2) La contraception hormonale
La pilule œstro progestative, l’anneau et le patch contraceptif ne conviennent qu’aux femmes qui n’allaitent pas au sein, en respectant les contre-indications habituelles après un bilan complet. Leur propriété est de bloquer l’ovulation. On préfère attendre quelques semaines après l’accouchement avant de la prescrire, généralement après le retour de couches en relais d’une méthode locale en raison des risques accrus de phlébite. La plupart des pilules, l’anneau et le patch sont pris durant 3 semaines consécutives puis arrêtés une semaine. Les règles artificielles réapparaissent tous les mois.
La contraception microprogestative est principalement prescrite chez la femme allaitante ou présentant une contre-indication aux oestro-progestatifs. Elle est disponible sous forme de pilule prise à heure fixe sans interruption entre deux plaquettes, d’implant sous cutané (inséré au niveau de l’avant bras pour une durée maximale de trois ans) ou de système intra-utérin (cf paragraphe suivant). Son premier effet contraceptif est dû à l’épaississement de la glaire cervicale afin de faire barrage aux spermatozoïdes, mais aussi à une modification de la muqueuse utérine. Chez certaines femmes, l’ovulation sera bloquée. Ces méthodes sont susceptibles de provoquer des saignements inopinés et des règles abondantes les premiers mois, puis un arrêt progressif des règles.

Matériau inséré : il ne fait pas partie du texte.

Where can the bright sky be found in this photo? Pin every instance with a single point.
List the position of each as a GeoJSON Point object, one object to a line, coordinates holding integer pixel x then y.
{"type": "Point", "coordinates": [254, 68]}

En cas d’utilisation dans le post-partum immédiat, il est possible qu’il n’y ait pas de retour de couches.

3) Le dispositif intra-utérin (appelé communément « stérilet ») est inséré dans l’utérus par les voies naturelles, sous spéculum. Sa taille est d’environ 4 cms. Il peut être placé à partir de 4 semaines pour le DIU en cuivre ou 6 semaines pour le SIU hormonal après l’accouchement en l’absence de contre-indication (principalement infection génitale, malformation utérine, grossesse débutante). L’efficacité est assurée pendant 5 ans. Il en existe deux sortes :
- Les dispositifs au cuivre contiennent au minimum 380 mm2 de cuivre pour assurer l’efficacité contraceptive, car le cuivre détruit les spermatozoïdes. Les règles persistent.
- Le système intra utérin hormonal a les mêmes propriétés que les contraceptions microprogestatives dont il délivre le principe actif localement, avec un moindre passage dans la circulation sanguine. (cf paragraphe précédent).

4) MAMA (Méthode de l’allaitement et de l’aménorrhée). L’allaitement maternel peut être considéré comme une méthode naturelle de régulation des naissances par inhibition de l’ovulation sous certaines conditions :
- L’enfant a moins de 6 mois
- La mère n’a pas eu de retour de couches.
- Le nourrisson doit être nourri à la demande, 6 à 10 fois par 24h, y compris la nuit. Il ne reçoit aucune autre forme d’alimentation ou de boisson que le lait de sa mère. Il faut éviter de lui donner une tétine.
- l’espacement maximal entre deux tétées doit être de 4h la journée et de 6 heures la nuit.
- Les tétées doivent être perçues comme nutritives, aux deux seins.